Di ayat ini kata ‘shollu’ diartikan sebagai ‘shollawat’ atau doa keselamatan untuk Nabi. Bagi mereka yang berpikir, terjemahan di atas tidak masuk logika karena tidak mungkin Tu(h)an berdoa untuk keselamatan Nabi-Nya sendiri, Tu(h)an memohon kepada siapa?
Pada saat kata ‘shollu’ diterjemahkan sebagai ritual sholat (sembahyang), tetap tidak akan dapat diterima oleh akal yang sehat. Apakah masuk di akal bila Allah, para malaikat dan orang-orang beriman harus menyembah kepada Nabi?
Kata ‘shollu’ dalam bahasa Arab artinya menyatu atau berintegrasi. Maksudnya, ‘shollu’ atau ‘sholat’ itu sendiri bermakna bergabung untuk mendukung perjuangan Nabi dalam bentuk perbuatan yang nyata (aktualisasi).
Mendirikan sholat harus diawali dengan takbir (Allahu Akbar): Takbir adalah membesarkan nama TuHan. Bagaimana membesarkan Nama-Nya? Apakah harus berteriak-teriak menyebut nama TuHan dengan suara yang keras atau besar? Jelas bukan itu maksudnya. Membesarkan ‘nama Tuhan’ yaitu dengan membesarkan kekuasaan atau kedaulatan-Nya di dalam kehidupan manusia secara nyata. Tu(h)an harus menjadi yang maha agung, Tu(h)an harus menjadi tuan raja bagi manusia di bumi (malikinnaas).
Dalam sholat diwajibkan membaca surat Fatihah: Apakah ‘membaca’ yang dimaksud adalah melafalkan surat pembuka ini dalam bahasa Arab tanpa dimengerti maknanya? Tentu saja bukan itu. Kata ‘membaca’ bermakna sangat dalam, karena pekerjaan membaca yang sesungguhnya harus melibatkan proses pemahaman dari tulisan yang dibacanya. Bila hanya diucap di mulut saja tanpa mengerti maknanya, tidak ubahnya seperti ucapan dari orang yang sedang mabuk, karena orang mabuk itu tidak sadar dengan kata kata yang keluar dari mulutnya.
Surat Fatihah berisi tujuh intisari atau pokok-pokok permasalahan yang harus dimengerti maknanya. Mereka yang bergabung dalam perjuangan Nabi diwajibkan untuk mengerti makna surat Al-Fatihah yang sangat dalam ini.
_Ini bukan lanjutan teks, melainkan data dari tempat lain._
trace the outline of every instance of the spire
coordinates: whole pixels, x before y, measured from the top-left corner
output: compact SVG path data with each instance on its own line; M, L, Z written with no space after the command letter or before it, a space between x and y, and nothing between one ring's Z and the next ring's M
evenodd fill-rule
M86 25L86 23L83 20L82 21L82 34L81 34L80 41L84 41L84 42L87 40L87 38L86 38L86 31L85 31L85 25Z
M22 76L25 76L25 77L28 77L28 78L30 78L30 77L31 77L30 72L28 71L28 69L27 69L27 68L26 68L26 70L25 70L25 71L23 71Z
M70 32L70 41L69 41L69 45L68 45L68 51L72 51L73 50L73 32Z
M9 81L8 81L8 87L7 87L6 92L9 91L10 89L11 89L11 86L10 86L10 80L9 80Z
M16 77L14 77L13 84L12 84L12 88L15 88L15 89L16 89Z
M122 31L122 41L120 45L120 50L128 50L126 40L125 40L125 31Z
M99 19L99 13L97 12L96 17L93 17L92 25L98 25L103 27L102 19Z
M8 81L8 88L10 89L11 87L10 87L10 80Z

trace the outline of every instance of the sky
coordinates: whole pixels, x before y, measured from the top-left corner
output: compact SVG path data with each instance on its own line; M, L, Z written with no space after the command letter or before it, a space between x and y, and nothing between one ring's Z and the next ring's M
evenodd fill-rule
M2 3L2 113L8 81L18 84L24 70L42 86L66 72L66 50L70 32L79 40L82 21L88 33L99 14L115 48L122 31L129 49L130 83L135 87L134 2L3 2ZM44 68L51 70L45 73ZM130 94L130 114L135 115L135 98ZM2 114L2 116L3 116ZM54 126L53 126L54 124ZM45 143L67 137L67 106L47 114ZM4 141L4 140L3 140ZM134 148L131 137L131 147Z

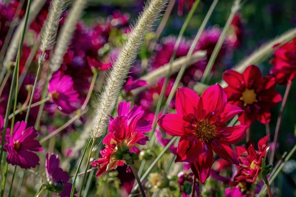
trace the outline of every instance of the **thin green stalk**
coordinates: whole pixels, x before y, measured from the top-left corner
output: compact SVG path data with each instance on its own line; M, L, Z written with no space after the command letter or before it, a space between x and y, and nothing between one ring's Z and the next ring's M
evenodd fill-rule
M85 146L85 148L84 148L84 151L82 153L82 155L81 156L81 159L80 159L80 161L79 162L79 164L78 164L78 167L77 167L77 169L76 170L76 173L75 173L75 176L74 176L74 180L73 181L73 185L72 186L72 189L71 190L71 195L70 195L71 197L73 197L74 196L74 193L75 192L75 183L76 182L76 179L77 178L77 176L78 175L78 173L79 172L79 170L80 169L80 166L81 166L81 164L82 164L82 161L83 160L83 158L84 157L84 155L85 155L85 153L86 152L86 149L88 147L89 144L90 143L90 141L92 138L90 137L88 139L88 141L87 141L87 143L86 144L86 146Z
M90 184L92 180L92 177L94 175L94 173L95 173L95 171L92 171L89 173L88 179L87 180L87 183L86 183L86 186L85 187L85 190L84 190L84 193L83 193L83 197L87 197L87 193L88 193L88 190L89 190L89 187L90 187Z
M145 173L141 177L141 181L144 181L144 179L146 176L148 175L150 171L152 169L152 168L154 167L154 165L157 163L158 160L162 157L163 154L165 153L165 152L170 148L170 147L173 144L175 140L176 140L178 137L174 137L171 141L164 147L162 151L158 155L157 157L155 159L155 160L151 164L148 169L145 171ZM136 186L134 187L134 189L132 190L132 191L134 191L138 188L138 185L136 184Z
M13 90L14 88L14 84L15 83L15 81L16 80L16 77L18 74L18 73L17 73L17 71L18 70L17 69L18 67L19 67L20 65L20 58L19 57L21 56L21 54L22 53L22 48L23 48L23 44L24 44L24 39L25 39L25 34L26 33L26 30L27 29L27 25L28 24L28 20L29 18L29 14L30 13L30 9L31 7L31 4L32 2L32 0L29 0L28 1L28 5L27 6L27 10L26 10L26 16L25 19L25 23L24 25L24 29L23 30L23 33L22 33L22 37L20 42L20 44L18 49L18 55L17 56L17 61L16 61L16 65L15 67L14 68L14 70L13 71L13 75L12 76L12 80L11 81L11 85L10 86L10 91L9 92L9 96L8 96L8 101L7 102L7 106L6 107L6 111L5 115L4 118L4 127L2 134L2 139L1 141L1 144L4 144L4 141L5 139L5 135L6 134L6 130L7 129L7 126L8 124L8 114L9 113L9 111L10 111L10 108L11 107L11 104L12 102L12 98L13 98ZM0 161L2 160L2 156L3 155L3 151L4 146L1 146L1 151L0 152ZM0 165L1 164L0 164Z
M45 98L43 99L40 101L38 101L38 102L35 102L32 104L31 108L41 105L42 103L44 103L48 100L49 100L49 98L48 98L48 97L46 98ZM15 111L14 112L14 113L13 113L9 115L9 116L8 116L8 119L11 119L11 118L12 118L12 117L13 117L13 116L15 116L16 115L18 114L22 111L26 110L27 109L28 109L28 106L24 106L23 107L22 107L19 109L18 109L17 110Z
M271 177L269 178L269 181L268 181L268 183L269 183L269 184L271 184L271 183L272 183L272 182L273 182L274 179L275 179L275 178L276 178L276 177L278 175L278 174L279 174L279 173L280 173L280 172L281 171L281 170L282 170L282 169L285 165L285 164L286 164L286 163L291 158L291 157L292 156L292 155L293 155L293 154L294 154L295 151L296 151L296 145L295 145L294 146L294 147L293 147L292 150L290 151L290 153L289 153L289 154L288 154L288 155L287 156L287 157L285 159L284 162L283 162L280 165L280 166L276 169L276 170L273 173L272 173L272 172L271 172L271 174L273 174L271 176ZM266 192L266 190L267 190L267 188L266 188L266 186L264 185L262 188L262 189L260 191L260 193L259 193L259 194L258 195L258 196L260 197L262 195L264 196L264 194Z
M192 7L190 9L190 11L189 12L189 13L188 14L188 15L187 16L187 17L186 18L186 19L185 20L185 22L184 22L184 24L183 24L183 26L182 26L182 28L181 28L181 30L180 31L180 33L179 33L179 35L177 39L177 41L176 41L176 44L175 45L175 47L174 48L174 52L173 53L173 55L172 55L172 57L171 57L171 59L170 59L170 62L169 63L169 65L170 65L169 69L169 70L168 72L168 74L167 74L167 75L166 76L164 83L163 83L163 85L162 86L162 88L161 89L161 92L160 95L159 96L159 98L158 101L157 102L157 105L156 106L156 109L155 110L155 112L154 114L155 115L154 115L154 120L153 120L153 123L152 123L152 130L150 133L150 138L151 139L149 143L149 147L151 146L151 145L153 144L153 143L154 143L154 141L155 141L155 140L154 140L155 138L154 131L156 128L157 120L157 119L158 118L158 114L159 114L159 112L160 111L160 108L161 107L161 103L162 103L162 100L163 99L163 98L164 97L164 94L165 93L166 89L167 86L168 86L168 84L169 83L169 80L170 79L170 77L171 76L171 71L172 70L172 64L173 63L173 62L174 62L174 60L175 59L175 58L176 57L176 54L177 54L177 50L178 48L179 48L179 46L180 42L181 41L181 40L182 39L183 34L184 34L184 32L185 32L185 30L187 28L187 26L188 26L189 22L190 22L190 20L191 20L191 18L192 17L193 14L194 13L194 12L196 10L196 8L197 8L197 6L199 4L200 1L200 0L197 0L194 2L194 3L192 5ZM151 139L154 139L153 140L152 140Z
M201 25L200 26L200 27L198 30L198 32L196 33L196 35L195 36L195 37L194 38L194 39L193 40L193 41L191 45L189 51L187 54L186 58L187 60L186 63L185 64L182 66L182 67L181 67L181 68L180 69L179 73L178 73L178 75L177 76L176 80L175 80L175 82L174 83L173 88L172 88L172 90L171 90L170 95L169 95L168 99L167 99L166 102L165 103L165 105L163 107L163 110L162 111L163 114L165 114L167 112L167 111L169 108L169 106L170 105L170 103L171 103L171 101L172 100L172 99L173 99L173 97L174 97L174 96L175 95L175 93L176 92L176 90L177 90L178 85L179 85L179 82L182 78L183 74L184 74L184 72L185 72L185 70L186 69L186 68L187 67L187 66L189 64L189 59L192 54L192 53L193 52L193 51L194 50L194 49L195 48L195 46L196 45L196 44L197 43L197 42L198 41L198 40L199 39L199 38L200 37L200 36L201 35L201 34L205 29L205 27L206 27L206 25L208 23L208 21L209 20L210 17L212 15L213 11L216 7L218 2L218 0L214 0L214 1L213 1L213 3L212 3L212 5L211 5L211 7L209 9L209 11L208 11L208 13L207 13L205 19L202 22L202 23L201 24Z
M40 195L41 195L41 194L42 193L43 193L43 192L44 191L45 191L45 190L46 190L46 187L45 187L43 189L42 189L40 191L39 191L39 192L38 193L38 194L37 194L37 195L36 195L36 197L39 197Z
M29 106L28 108L28 110L27 111L27 113L26 114L26 118L25 119L25 122L27 122L28 119L29 119L29 115L30 114L30 110L31 110L31 105L32 104L32 102L33 101L33 98L34 96L34 93L35 93L35 89L36 89L36 85L37 84L37 81L38 80L38 76L40 73L40 71L41 70L41 67L43 65L43 62L44 58L44 56L45 55L45 52L42 51L42 55L41 56L41 60L38 62L38 68L37 68L37 73L36 73L36 78L35 78L35 81L34 81L34 85L33 85L33 88L32 89L32 92L31 93L31 97L30 98L30 101L29 102Z
M204 83L205 81L207 79L207 78L209 76L209 74L211 72L212 70L212 68L213 68L213 66L214 66L214 64L215 63L215 61L216 60L217 56L218 55L218 53L220 51L220 49L222 46L222 44L224 42L224 39L225 38L225 36L226 36L226 34L227 33L228 29L230 26L231 22L233 19L233 17L235 13L238 11L238 9L240 8L239 3L240 2L240 0L235 0L234 3L233 3L233 5L231 7L231 12L230 15L229 15L226 24L225 25L225 27L223 29L222 31L222 33L221 33L221 35L219 37L219 39L218 40L218 42L216 44L214 51L213 51L213 53L211 56L211 58L209 60L209 63L207 65L207 67L206 67L206 69L205 70L205 72L202 76L201 78L201 83Z
M23 185L23 182L24 182L24 179L25 179L25 176L26 176L26 169L24 169L23 171L23 176L20 177L19 180L19 183L17 186L17 189L16 190L16 197L19 197L20 193L21 193L21 190L22 190L22 186Z
M145 194L145 191L144 191L144 188L143 188L143 186L142 184L142 182L141 182L141 180L140 180L140 178L139 177L139 176L138 175L138 173L137 173L137 171L136 170L136 169L135 169L134 165L132 164L131 163L129 162L129 163L128 163L127 164L128 164L128 165L130 166L130 167L132 169L132 171L133 171L133 173L134 173L134 175L135 175L135 178L136 178L136 180L137 180L137 182L138 182L138 185L139 186L140 190L141 190L141 193L142 195L142 196L143 197L146 197L146 195Z
M13 174L12 174L12 178L11 178L11 184L10 184L10 188L9 188L9 193L8 193L8 197L11 196L11 191L12 191L12 187L13 186L13 181L14 180L14 177L15 176L15 172L16 172L16 168L17 165L15 165L14 166L14 170L13 171Z
M48 82L49 81L49 77L50 75L50 69L47 70L46 73L46 79L44 82L43 85L43 91L42 94L41 100L45 98L47 96L47 93L48 92ZM35 122L35 128L36 131L39 131L39 127L40 126L40 123L41 122L41 116L42 115L42 112L43 111L43 107L44 106L45 102L41 103L39 107L39 110L38 111L38 115L37 115L37 118L36 119L36 122Z
M88 157L87 158L87 162L86 162L86 165L85 166L85 170L84 170L84 175L83 175L83 178L82 179L82 182L81 182L81 185L80 186L80 191L79 191L79 195L78 195L78 197L80 197L81 195L81 193L82 192L82 189L83 188L83 185L84 185L84 181L85 181L85 179L86 178L87 175L87 168L88 168L88 165L89 164L89 161L90 160L90 157L91 156L91 153L92 152L92 149L95 145L95 143L96 143L96 138L94 138L93 139L93 143L91 144L90 147L90 149L89 150L89 154L88 154Z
Mereka yang tidak paham akan tujuh pokok-pokok dasar ini dilarang keras untuk mendekati perjuangan Nabi. Apabila mendekati saja dilarang, apalagi mendukung perjuangan Nabi. Inilah yang dimaksud dengan orang mabuk dilarang mendekati sholat [QS 4/43].
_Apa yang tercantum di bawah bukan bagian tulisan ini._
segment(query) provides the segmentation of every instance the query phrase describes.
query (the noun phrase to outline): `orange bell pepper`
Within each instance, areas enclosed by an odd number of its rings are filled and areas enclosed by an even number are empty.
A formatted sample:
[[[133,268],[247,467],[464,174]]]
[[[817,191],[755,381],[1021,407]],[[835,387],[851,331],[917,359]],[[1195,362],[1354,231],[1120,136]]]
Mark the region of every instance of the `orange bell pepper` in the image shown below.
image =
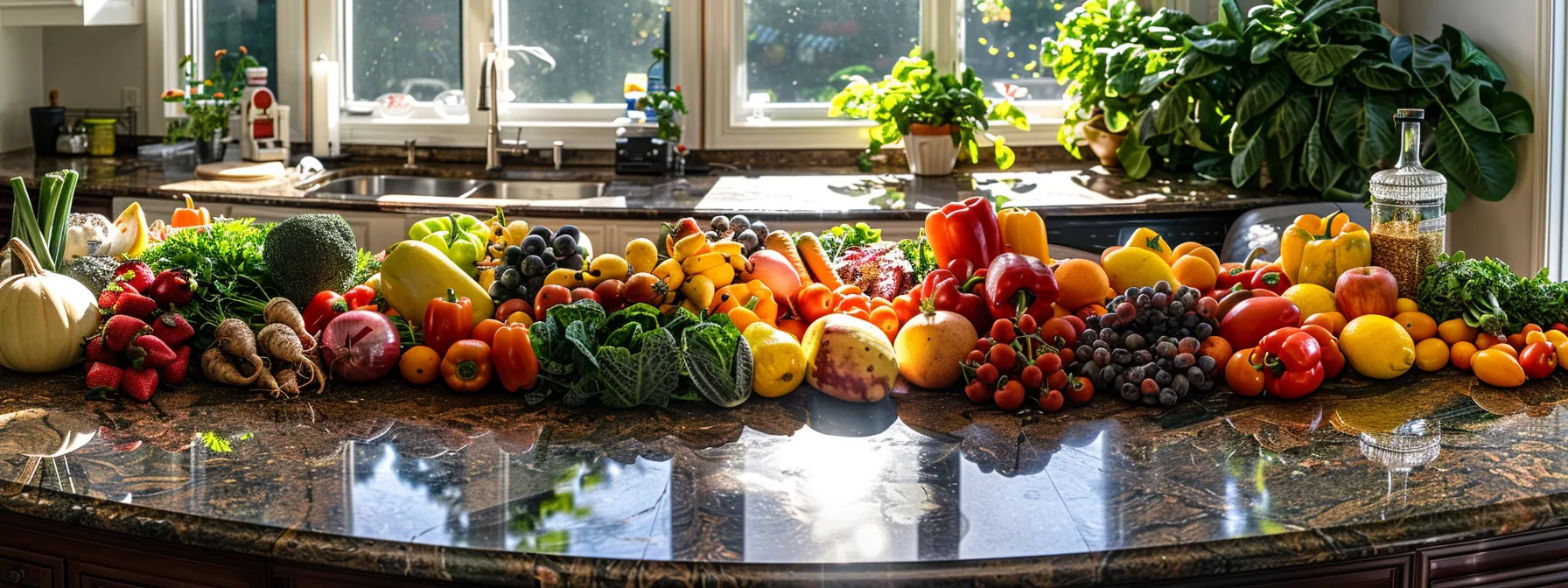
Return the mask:
[[[506,392],[532,390],[539,381],[539,358],[533,354],[528,326],[510,323],[495,331],[491,353],[495,375]]]
[[[481,340],[464,339],[452,343],[441,358],[441,378],[453,392],[483,390],[494,373],[489,345]]]
[[[436,350],[442,358],[452,343],[469,339],[474,332],[474,301],[458,298],[458,293],[447,289],[445,298],[431,298],[425,306],[425,347]]]
[[[196,207],[196,201],[191,199],[191,194],[185,194],[185,207],[174,209],[174,216],[169,216],[169,226],[182,229],[199,227],[202,224],[212,224],[212,213],[204,207]]]

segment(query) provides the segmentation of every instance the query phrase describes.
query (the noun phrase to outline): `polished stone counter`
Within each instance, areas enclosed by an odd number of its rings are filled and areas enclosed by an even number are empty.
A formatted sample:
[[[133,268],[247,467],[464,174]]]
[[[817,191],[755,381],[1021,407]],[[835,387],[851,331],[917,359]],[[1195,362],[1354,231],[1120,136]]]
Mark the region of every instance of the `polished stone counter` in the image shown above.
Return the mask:
[[[0,510],[461,582],[1121,583],[1557,527],[1562,405],[1565,378],[1457,372],[1060,414],[809,389],[527,408],[397,383],[293,401],[191,383],[135,405],[0,372]]]
[[[844,168],[803,168],[787,163],[775,169],[720,172],[679,179],[615,176],[608,168],[564,171],[521,168],[505,176],[488,174],[472,163],[422,163],[408,171],[401,160],[348,158],[329,165],[332,177],[353,174],[420,174],[517,180],[604,182],[601,198],[583,201],[497,201],[412,196],[310,194],[303,188],[321,179],[268,182],[210,182],[194,177],[190,163],[163,163],[133,157],[33,157],[30,149],[0,154],[0,177],[20,176],[30,185],[45,172],[74,168],[82,172],[78,193],[172,199],[182,193],[207,202],[314,207],[376,212],[489,213],[497,205],[511,215],[596,216],[673,220],[687,215],[746,213],[768,220],[922,220],[931,209],[975,194],[1038,209],[1047,215],[1185,215],[1193,212],[1240,212],[1297,198],[1258,190],[1236,190],[1201,177],[1151,174],[1127,180],[1120,171],[1082,163],[1019,163],[1014,171],[975,171],[941,179],[866,176]],[[975,168],[982,169],[982,168]],[[8,185],[0,185],[8,191]]]

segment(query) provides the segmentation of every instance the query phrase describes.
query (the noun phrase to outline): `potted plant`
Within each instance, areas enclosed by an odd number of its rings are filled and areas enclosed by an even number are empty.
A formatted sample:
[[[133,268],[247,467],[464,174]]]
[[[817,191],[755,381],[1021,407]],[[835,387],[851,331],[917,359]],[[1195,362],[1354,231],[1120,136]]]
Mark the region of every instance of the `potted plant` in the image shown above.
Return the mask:
[[[960,147],[969,152],[971,162],[978,162],[983,133],[996,144],[996,163],[1007,169],[1013,166],[1013,149],[999,135],[991,135],[993,119],[1007,121],[1013,127],[1029,130],[1029,119],[1011,100],[985,97],[985,82],[972,69],[963,75],[938,74],[931,64],[933,53],[920,53],[914,47],[908,56],[898,58],[892,74],[878,82],[855,75],[850,85],[836,94],[828,107],[828,116],[851,116],[872,121],[870,147],[861,154],[861,169],[870,169],[870,155],[884,144],[903,140],[909,172],[916,176],[947,176],[953,172]]]
[[[1041,39],[1040,49],[1041,64],[1066,88],[1062,146],[1083,158],[1087,144],[1101,165],[1120,165],[1132,122],[1165,96],[1184,50],[1181,34],[1196,25],[1182,11],[1143,14],[1135,0],[1087,2],[1068,13],[1057,24],[1060,34]]]
[[[179,103],[185,111],[183,119],[169,122],[165,143],[180,140],[196,141],[196,160],[201,163],[223,160],[229,136],[229,116],[240,107],[240,93],[245,89],[245,69],[259,67],[256,61],[240,45],[240,58],[234,61],[224,74],[224,56],[227,49],[220,49],[212,55],[212,75],[196,77],[196,61],[185,55],[179,61],[180,75],[185,78],[183,89],[166,89],[163,102]]]
[[[1422,163],[1447,176],[1449,210],[1466,194],[1513,190],[1508,141],[1532,133],[1535,116],[1463,31],[1444,25],[1435,42],[1399,34],[1364,0],[1273,0],[1245,17],[1220,0],[1220,14],[1182,34],[1190,49],[1178,61],[1196,66],[1167,66],[1179,100],[1149,108],[1135,125],[1143,140],[1129,144],[1160,149],[1214,127],[1226,140],[1190,160],[1204,176],[1364,201],[1372,172],[1399,152],[1394,110],[1425,108],[1436,149]],[[1232,116],[1209,116],[1204,96],[1234,105]]]

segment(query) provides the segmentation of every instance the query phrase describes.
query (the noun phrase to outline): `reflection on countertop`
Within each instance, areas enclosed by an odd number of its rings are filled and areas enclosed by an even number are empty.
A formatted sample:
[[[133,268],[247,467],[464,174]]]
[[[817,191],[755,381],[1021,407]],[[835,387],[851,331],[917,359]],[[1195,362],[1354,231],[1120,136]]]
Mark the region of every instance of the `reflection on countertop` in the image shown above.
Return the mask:
[[[931,209],[969,196],[988,196],[1047,215],[1181,215],[1239,212],[1300,199],[1261,190],[1237,190],[1196,176],[1151,174],[1127,180],[1120,171],[1085,165],[1021,163],[1008,172],[961,172],[950,177],[870,176],[833,168],[748,169],[717,176],[615,176],[608,168],[533,169],[488,174],[472,163],[425,163],[405,169],[389,158],[348,158],[325,177],[281,177],[265,182],[204,180],[190,162],[133,157],[34,157],[31,151],[0,154],[0,177],[36,183],[44,172],[82,172],[78,191],[94,196],[172,199],[182,193],[209,202],[376,212],[494,212],[532,216],[677,218],[701,212],[765,215],[770,220],[920,220]],[[309,188],[361,174],[411,174],[517,182],[602,182],[586,199],[519,201],[434,198],[414,194],[358,196],[312,193]],[[0,188],[6,190],[6,188]]]
[[[395,383],[298,401],[193,383],[151,405],[80,387],[0,372],[0,510],[448,580],[844,563],[1127,582],[1551,527],[1568,495],[1560,378],[1342,378],[1300,401],[1060,414],[933,390],[610,412]],[[1369,447],[1400,434],[1428,447]]]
Rukuk dan sujud menjadi bagian dari sholat: Rukuk ( Hormat ) adalah pekerjaan membungkuk dan sujud ( tunduk ) adalah posisi menunduk mencium bumi. Kedua amstal ini yang merupakan simbolik dari perbuatan ‘tunduk dan patuh’. Islam berasal dari kata ‘aslama’ atau tunduk patuh. Tunduk patuh kepada apa? Tunduk patuh kepada semua aturan (hukum-hukum/Dien) Tu(h)an semesta alam. Mereka yang mendukung perjuangan Nabi syaratnya harus bersedia untuk untuk tunduk dan patuh kepada semua aturan-Nya.
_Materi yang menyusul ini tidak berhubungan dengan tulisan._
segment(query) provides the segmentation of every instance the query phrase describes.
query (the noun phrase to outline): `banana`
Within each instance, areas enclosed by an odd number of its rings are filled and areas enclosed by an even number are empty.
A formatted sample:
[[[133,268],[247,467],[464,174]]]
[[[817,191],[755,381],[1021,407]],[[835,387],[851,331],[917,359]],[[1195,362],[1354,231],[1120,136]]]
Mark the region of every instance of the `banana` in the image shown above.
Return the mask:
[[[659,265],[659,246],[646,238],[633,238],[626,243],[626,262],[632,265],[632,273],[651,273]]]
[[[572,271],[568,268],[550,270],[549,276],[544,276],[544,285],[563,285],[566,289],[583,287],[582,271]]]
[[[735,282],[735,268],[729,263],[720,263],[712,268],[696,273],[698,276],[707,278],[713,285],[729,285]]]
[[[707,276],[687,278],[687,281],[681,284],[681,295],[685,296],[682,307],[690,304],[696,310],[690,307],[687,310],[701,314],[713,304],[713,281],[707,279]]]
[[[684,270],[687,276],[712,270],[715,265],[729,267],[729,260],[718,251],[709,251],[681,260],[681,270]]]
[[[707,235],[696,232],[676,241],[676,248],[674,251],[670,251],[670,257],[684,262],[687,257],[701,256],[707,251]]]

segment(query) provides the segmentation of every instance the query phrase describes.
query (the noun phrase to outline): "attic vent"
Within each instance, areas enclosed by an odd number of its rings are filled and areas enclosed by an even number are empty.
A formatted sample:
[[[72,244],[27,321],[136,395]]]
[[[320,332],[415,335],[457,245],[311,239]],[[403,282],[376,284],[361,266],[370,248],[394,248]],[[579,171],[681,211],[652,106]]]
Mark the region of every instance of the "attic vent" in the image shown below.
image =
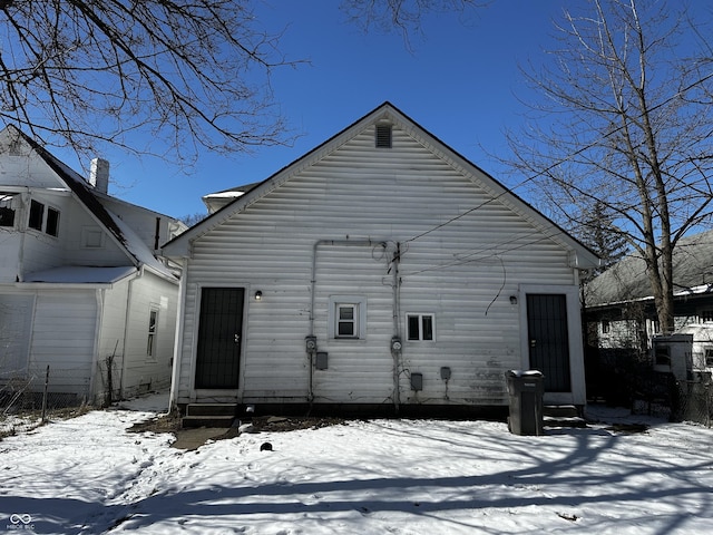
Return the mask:
[[[377,125],[377,148],[391,148],[391,125]]]

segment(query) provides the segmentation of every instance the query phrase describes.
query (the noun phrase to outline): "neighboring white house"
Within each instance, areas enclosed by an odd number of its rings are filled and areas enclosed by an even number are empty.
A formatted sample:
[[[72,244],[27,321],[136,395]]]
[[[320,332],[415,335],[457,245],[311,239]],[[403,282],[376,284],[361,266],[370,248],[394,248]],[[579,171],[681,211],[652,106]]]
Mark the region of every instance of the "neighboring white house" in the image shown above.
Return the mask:
[[[107,194],[10,126],[0,132],[0,389],[32,378],[68,402],[166,388],[177,273],[155,256],[185,230]]]
[[[684,354],[692,371],[713,372],[713,231],[683,237],[673,253],[674,332],[664,333],[658,323],[646,262],[629,254],[592,280],[585,289],[585,321],[588,344],[600,353],[631,350],[649,357],[657,371],[672,371],[666,356],[668,342],[690,346]],[[658,344],[654,343],[658,339]],[[683,367],[685,371],[685,366]],[[678,369],[678,379],[686,373]]]
[[[391,104],[236,195],[162,251],[174,403],[502,407],[504,373],[539,369],[585,405],[598,259]]]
Sholat bukan lah perbuatan yang ditujukan agar seseorang itu menjadi beriman, tetapi perintah sholat itu khusus ditujukan kepada orang-orang yang sudah beriman. Mendirikan sholat adalah perbuatan mendukung perjuangan Nabi. Tu(h)an, para malaikat dan orang-orang beriman semua mendukung dan membantu Nabi dalam visi dan misi yang dijalankannya.
Sesungguhnya hanya dengan berintegrasi kepada Nabi lah yang mampu mencegah perbuatan keji dan munkar. Inilah yang dimaksud Tu(h)an dengan ‘mendirikan sholat’ yang tertulis di dalam Qur’an. Sangat berbeda dengan ritual sholat yang dihadistkan/diriwayatkan oleh manusia.
Bahasa wahyu adalah bahasa Tu(h)an yang selalu menggunakan amstal.